During the last general assembly of FEFAC in Brussels, President Patrick Vanden Avenne stated that "the European feed industry is fully committed to support the competitiveness and sustainability of livestock production in the EU and at the global level, thus contributing to global food security, pointing to the need for more proactive, flexible market management measures to maintain the viability of the EU feed supply."
The extremely volatile grain and protein markets show how well feed manufacturers have made use of co-products’ nutritional value – provided they are safe for both animals and humans. With bio-fuel production from rapeseed, for example, France is less dependent on protein importation than other member states.
However, protein potential has not fully realized. The feedban is still in force, which means that no animal proteins are authorized for feed apart from milk products and some very specific animal products. The European Commission wants to return to non-ruminant processed animal proteins that are safe and controlled with the exclusion of any intra-species recycling. The European process of feedban lifting began and will probably advance this summer if the Standing Committee votes for an agreement in aqua feed (not to be enforced before 2013 if passed). The French, English and German representatives are against this development as they come (mostly the French an English representatives) from the countries most traumatized by the Mad Cow Disease crisis at the beginning of the twenty-first century.
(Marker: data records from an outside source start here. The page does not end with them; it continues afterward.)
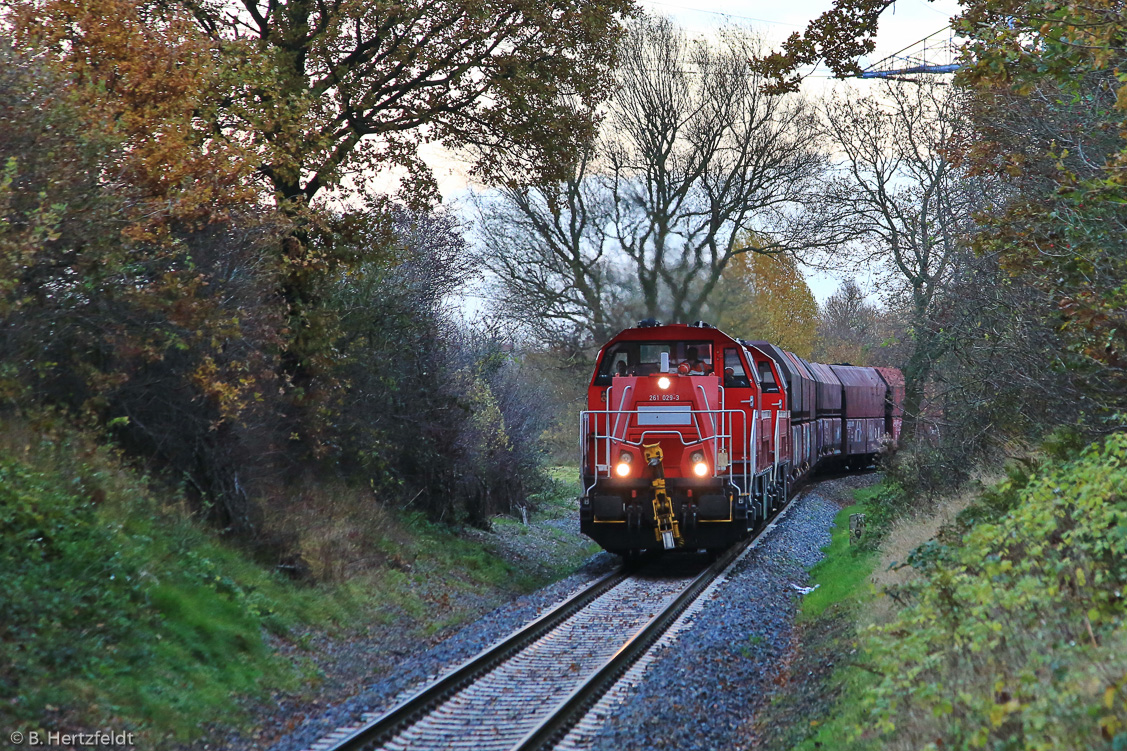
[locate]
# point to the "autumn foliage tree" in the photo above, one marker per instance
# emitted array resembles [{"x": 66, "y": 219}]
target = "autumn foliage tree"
[
  {"x": 134, "y": 289},
  {"x": 1048, "y": 112}
]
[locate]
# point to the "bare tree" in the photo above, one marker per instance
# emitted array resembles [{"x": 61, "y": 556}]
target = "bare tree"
[
  {"x": 691, "y": 156},
  {"x": 905, "y": 203},
  {"x": 850, "y": 327}
]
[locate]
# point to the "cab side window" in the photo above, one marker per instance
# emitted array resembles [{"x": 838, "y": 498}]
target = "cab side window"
[
  {"x": 766, "y": 377},
  {"x": 734, "y": 373}
]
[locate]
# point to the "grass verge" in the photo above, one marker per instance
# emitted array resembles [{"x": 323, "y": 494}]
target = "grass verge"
[{"x": 121, "y": 610}]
Another source of protein might be found in former foodstuffs. With the current policy debate about the common agricultural policy reform proposals’ goal of improving resource efficiency and competitiveness, FEFAC members are keen to know the rules for food waste management, including the legal situation of “former foodstuffs.” In the UK for example, former foodstuffs amount to 500,000 metric tons and come from areas such as bread, dairy and chocolate/confectionary production. Twenty foodstuffs processors have been identified. The potential to be validated by the feed industry seems huge.
A move such as this would give back to the feed industry its ability to locate and validate all nutritional sources. However, society’s demands mustn’t be ignored; the feed industry can’t just say “it’s good for you and for the planet,” it must prove it with scientific argumentation. However the term “scientific” is not to be understood only from a technical point of view; social sciences are also a science and might provide the industry with the tools necessary to obtain social acceptance.